On the Wikipedia page for trace-class, it is stated that if $A=B^*C$ for some Hilbert-Schmidt operators $B$ and $C$ then for any unit vector $e$, we have $|\langle Ae,e\rangle|=\frac{1}{2}(||Be||^2+||Ce||^2)$.
The reference given leads to an exercise in a book, so I tried proving it myself. I tried applying parallelogram identity and polarization identity, to no success.

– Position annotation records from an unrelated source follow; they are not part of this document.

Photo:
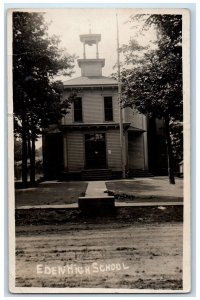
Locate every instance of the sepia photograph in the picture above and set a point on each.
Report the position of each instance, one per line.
(99, 150)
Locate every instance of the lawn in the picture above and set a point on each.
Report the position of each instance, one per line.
(50, 193)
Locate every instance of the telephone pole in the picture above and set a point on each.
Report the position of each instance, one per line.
(121, 129)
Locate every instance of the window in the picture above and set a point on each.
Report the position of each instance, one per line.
(78, 110)
(108, 109)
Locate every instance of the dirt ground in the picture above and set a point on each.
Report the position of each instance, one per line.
(138, 252)
(146, 188)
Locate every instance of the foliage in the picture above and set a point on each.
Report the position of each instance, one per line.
(36, 95)
(36, 59)
(154, 84)
(152, 79)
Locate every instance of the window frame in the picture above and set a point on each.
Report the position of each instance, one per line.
(106, 109)
(78, 109)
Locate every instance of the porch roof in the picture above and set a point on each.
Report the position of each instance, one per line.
(90, 81)
(93, 126)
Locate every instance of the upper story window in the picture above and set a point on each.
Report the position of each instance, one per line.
(108, 109)
(78, 116)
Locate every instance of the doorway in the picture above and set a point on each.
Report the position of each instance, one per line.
(95, 151)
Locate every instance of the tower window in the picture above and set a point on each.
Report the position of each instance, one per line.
(108, 109)
(78, 116)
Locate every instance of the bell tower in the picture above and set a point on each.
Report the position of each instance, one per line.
(91, 66)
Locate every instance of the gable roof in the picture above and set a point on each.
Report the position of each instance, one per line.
(90, 81)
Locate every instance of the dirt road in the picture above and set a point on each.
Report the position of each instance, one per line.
(93, 255)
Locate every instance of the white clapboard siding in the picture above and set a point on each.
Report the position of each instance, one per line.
(113, 150)
(93, 107)
(75, 146)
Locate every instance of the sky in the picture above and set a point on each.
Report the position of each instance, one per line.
(68, 24)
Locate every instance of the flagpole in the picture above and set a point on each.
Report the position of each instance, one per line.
(120, 107)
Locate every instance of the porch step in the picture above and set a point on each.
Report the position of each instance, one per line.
(139, 173)
(96, 174)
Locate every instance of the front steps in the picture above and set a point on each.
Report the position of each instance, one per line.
(96, 174)
(139, 173)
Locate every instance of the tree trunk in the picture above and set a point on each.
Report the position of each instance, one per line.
(169, 152)
(24, 154)
(32, 159)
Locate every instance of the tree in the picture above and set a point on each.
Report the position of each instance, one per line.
(153, 85)
(36, 95)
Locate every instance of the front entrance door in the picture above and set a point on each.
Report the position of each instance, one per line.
(95, 151)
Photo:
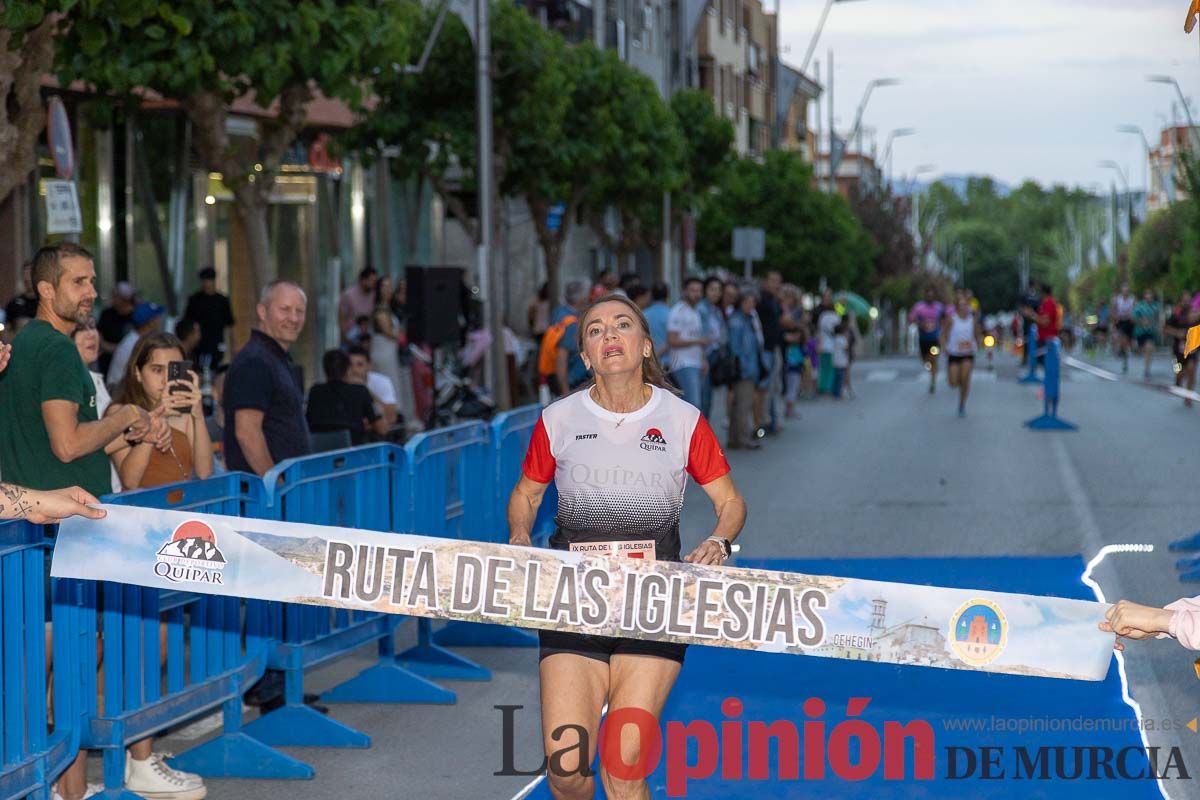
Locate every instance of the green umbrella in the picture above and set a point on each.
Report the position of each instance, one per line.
(856, 302)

Wikipedia references Conway's Course in Functional Analysis, which claims this in a hint to Exercise 20 on p.267. Nonetheless, this is false. Let $B$ be the orthoprojector on $e_1$, $C$ the orthoprojector on $e_2$ and $e=\frac1{\sqrt{2}}(e_1+e_2)$. Orthoprojectors to a one dimensional subspace are surely Hilbert-Schmidt, $e$ is a unit vector, and $Be=\frac1{\sqrt{2}}e_1$, $Ce=\frac1{\sqrt{2}}e_2$. Moreover, $$|\langle Ae,e\rangle|=|\langle B^*Ce,e\rangle|=|\langle Ce,Be\rangle|=\frac12|\langle e_1,e_2\rangle|=0.$$ But $\|Be\|^2+\|Ce\|^2=1\neq0$.